David benefitted, going 5-of-9 for 152 yards, four of which were TDs. The other was a 41-yarder with Burton on the other end.
The increased activity has occurred in tandem with some explosive scoring. The Hornets have averaged 51.6 in the last three contests. They averaged 30 points a contest in a 2-2 start.
Next up is an opportunity to expand these recent numbers. Hilldale goes into a week 9 Senior Night game as a heavy favorite over McLain, the lone winless team in District 4A-4.
Harper won’t play Friday, nursing a foot injury for a week suffered on his third touchdown of the night last Friday.

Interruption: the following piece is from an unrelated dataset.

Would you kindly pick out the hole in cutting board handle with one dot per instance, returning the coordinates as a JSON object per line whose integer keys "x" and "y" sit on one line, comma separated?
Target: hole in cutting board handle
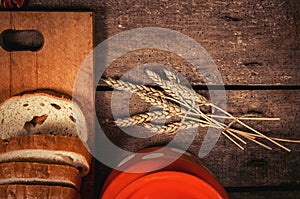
{"x": 21, "y": 40}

Having clinched a playoff spot with last week’s win, the Hornets (6-2, 3-2) won’t have a firm grasp on any playoff position until week 10 at Fort Gibson, which lost for the first time in 4A-4 a week ago at Broken Bow and takes on Poteau, now a game behind the two co-leaders.
“Our focus is on Senior Night,” Blevins said. “We’re developing some consistency in our play, and we’re cutting down our penalties. I want to see those things continue.”
Hilldale had just four penalties for 35 yards against Sallisaw, a season low.